Caitlin lächelte ihm von ihrem Platz hinter diversen Monitoren aus zu. „Du hast ihn direkt zum Police-Department gebracht?“
Barry nickte, nahm seine Haube ab und ließ sich in den freien Stuhl neben Caitlins fallen, auf dem sonst Cisco saß – wenn der nicht gerade, so wie heute, mit Grippe im Bett lag. „Ich habe ihn als gut verschnürtes Päckchen vor einer der Zellen abgelegt.“ Er gähnte. „Der Cop der Nachtschicht hat auch gleich angefangen, ihn wieder auszupacken und …“ Der Rest ging in einer erneuten Gähn-Attacke unter.
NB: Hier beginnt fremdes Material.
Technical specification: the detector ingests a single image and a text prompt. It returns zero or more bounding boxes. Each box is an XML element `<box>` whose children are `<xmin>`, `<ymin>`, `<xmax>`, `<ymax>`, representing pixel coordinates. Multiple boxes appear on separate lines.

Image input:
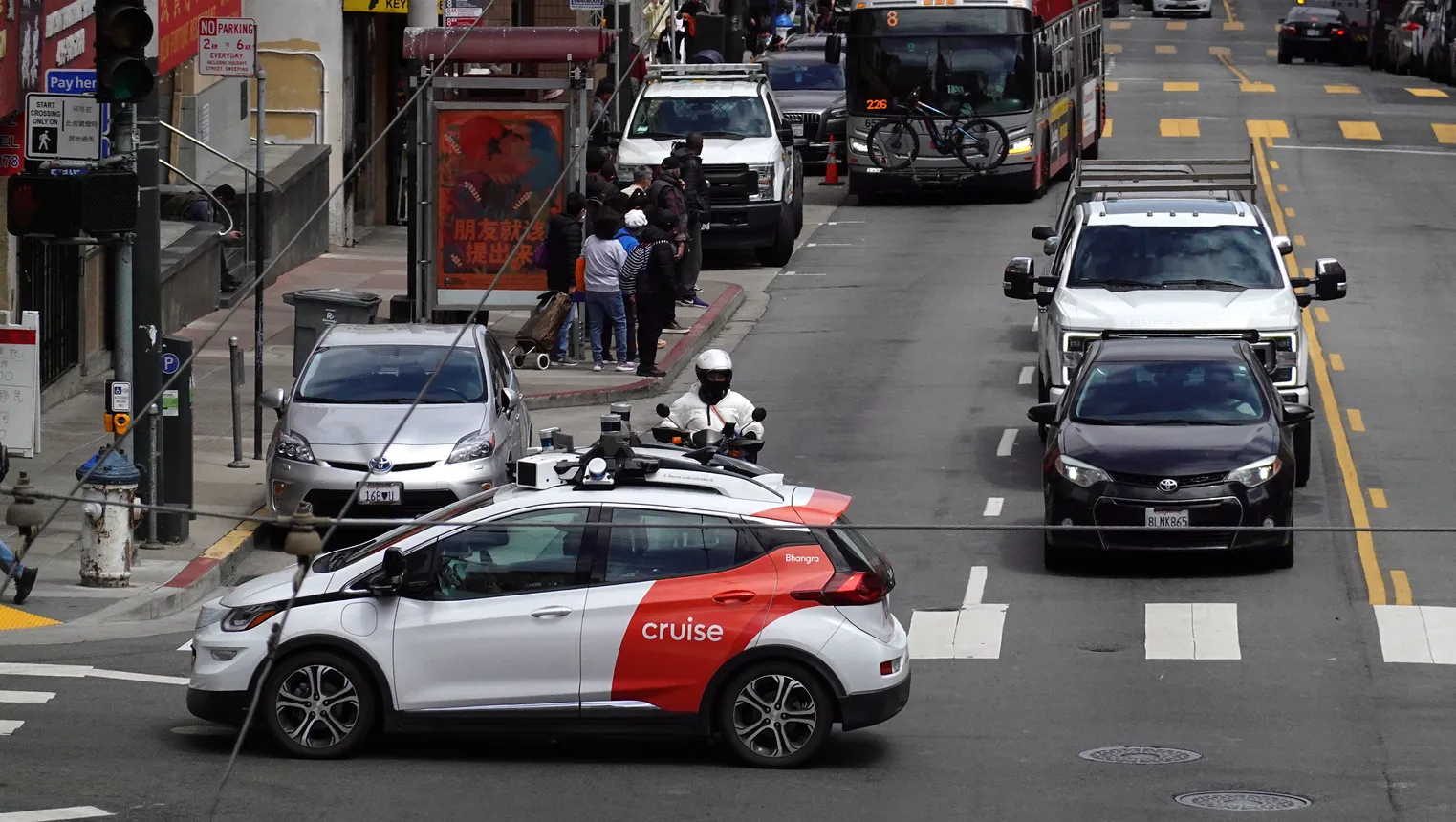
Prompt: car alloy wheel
<box><xmin>719</xmin><ymin>662</ymin><xmax>835</xmax><ymax>768</ymax></box>
<box><xmin>264</xmin><ymin>652</ymin><xmax>376</xmax><ymax>760</ymax></box>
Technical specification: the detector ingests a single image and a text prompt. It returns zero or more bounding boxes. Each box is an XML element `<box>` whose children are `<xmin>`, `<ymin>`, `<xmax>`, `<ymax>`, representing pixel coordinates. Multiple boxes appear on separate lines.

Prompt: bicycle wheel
<box><xmin>955</xmin><ymin>118</ymin><xmax>1011</xmax><ymax>175</ymax></box>
<box><xmin>866</xmin><ymin>119</ymin><xmax>921</xmax><ymax>172</ymax></box>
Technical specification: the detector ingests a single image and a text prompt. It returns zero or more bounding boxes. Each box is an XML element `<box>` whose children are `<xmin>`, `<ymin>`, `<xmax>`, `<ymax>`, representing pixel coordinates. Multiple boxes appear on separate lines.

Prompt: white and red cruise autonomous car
<box><xmin>187</xmin><ymin>437</ymin><xmax>910</xmax><ymax>767</ymax></box>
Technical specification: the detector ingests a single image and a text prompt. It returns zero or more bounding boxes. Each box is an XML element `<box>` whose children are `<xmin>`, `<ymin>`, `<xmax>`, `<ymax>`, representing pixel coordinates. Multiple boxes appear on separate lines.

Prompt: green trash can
<box><xmin>282</xmin><ymin>288</ymin><xmax>380</xmax><ymax>377</ymax></box>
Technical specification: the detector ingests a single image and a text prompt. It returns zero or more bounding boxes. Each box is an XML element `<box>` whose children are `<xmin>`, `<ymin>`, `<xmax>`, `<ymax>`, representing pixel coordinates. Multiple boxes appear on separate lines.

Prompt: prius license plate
<box><xmin>359</xmin><ymin>483</ymin><xmax>404</xmax><ymax>505</ymax></box>
<box><xmin>1147</xmin><ymin>508</ymin><xmax>1188</xmax><ymax>529</ymax></box>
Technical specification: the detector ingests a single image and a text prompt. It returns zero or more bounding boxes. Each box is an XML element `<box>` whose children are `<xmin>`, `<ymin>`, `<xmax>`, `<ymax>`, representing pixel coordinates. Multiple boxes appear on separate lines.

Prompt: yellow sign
<box><xmin>343</xmin><ymin>0</ymin><xmax>445</xmax><ymax>14</ymax></box>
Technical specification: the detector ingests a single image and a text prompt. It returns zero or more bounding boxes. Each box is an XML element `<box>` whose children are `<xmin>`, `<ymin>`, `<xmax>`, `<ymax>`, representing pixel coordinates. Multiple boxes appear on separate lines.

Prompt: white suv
<box><xmin>187</xmin><ymin>419</ymin><xmax>910</xmax><ymax>767</ymax></box>
<box><xmin>1002</xmin><ymin>157</ymin><xmax>1345</xmax><ymax>486</ymax></box>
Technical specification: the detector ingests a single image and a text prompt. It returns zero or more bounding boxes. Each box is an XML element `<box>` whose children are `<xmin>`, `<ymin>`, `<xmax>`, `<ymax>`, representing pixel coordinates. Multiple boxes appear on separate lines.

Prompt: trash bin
<box><xmin>282</xmin><ymin>288</ymin><xmax>380</xmax><ymax>377</ymax></box>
„Du solltest jetzt nach Hause gehen, Barry.“ Caitlin warf ihm einen besorgten Blick zu. „Du hast schon die letzten zwei Nächte viel zu lange damit zugebracht, die Arbeit der Polizei zu machen. Dein Metabolismus verbraucht Unmengen Energie, wenn du …“ Sie hob die Schultern in einer kleinen hilflosen Geste, offensichtlich auf der Suche nach dem richtigen Begriff. „Wenn du durch die Gegend flitzt. Dein Körper benötigt nicht nur genug Kalorien um dieses Tempo durchzuhalten, sondern auch ausreichend Schlaf.“
Barry runzelte die Stirn. „Werde ich langsamer?“
„Nein, es besteht kein Grund zur Sorge. Ich sehe lediglich an den Daten, die dein Anzug überträgt, dass du erschöpft bist. Gönn dir eine Pause, okay?“
„Hm, okay.“ Barry stand auf, streckte sich und rollte die Schultern. „Was ist mit dir? Du schiebst Doppelschichten, seitdem Cisco krank ist.“
„Ja, aber das ist schon in Ordnung.“ Ihr Lächeln wirkte erzwungen und ein wenig traurig. „Ich tue das gerne.“
Sie musste nicht erklären, warum. Vor nicht allzu langer Zeit hatte sie Ronnie verloren und kaum, dass sie sich davon erholt und wieder Gefühle für jemanden zugelassen hatte, kam der Verrat durch Jay. Es war manchmal besser zu arbeiten, abgelenkt zu sein, als zu Hause in einem leeren Apartment zu sitzen und zu grübeln. Barry konnte wenigstens ansatzweise nachfühlen, wie es ihr ergehen musste. Auch wenn der Grund, warum er in den letzten Tagen nachts so lange wie möglich durch die Stadt flitzte, um dann einfach todmüde ins Bett zu fallen, ein anderer war.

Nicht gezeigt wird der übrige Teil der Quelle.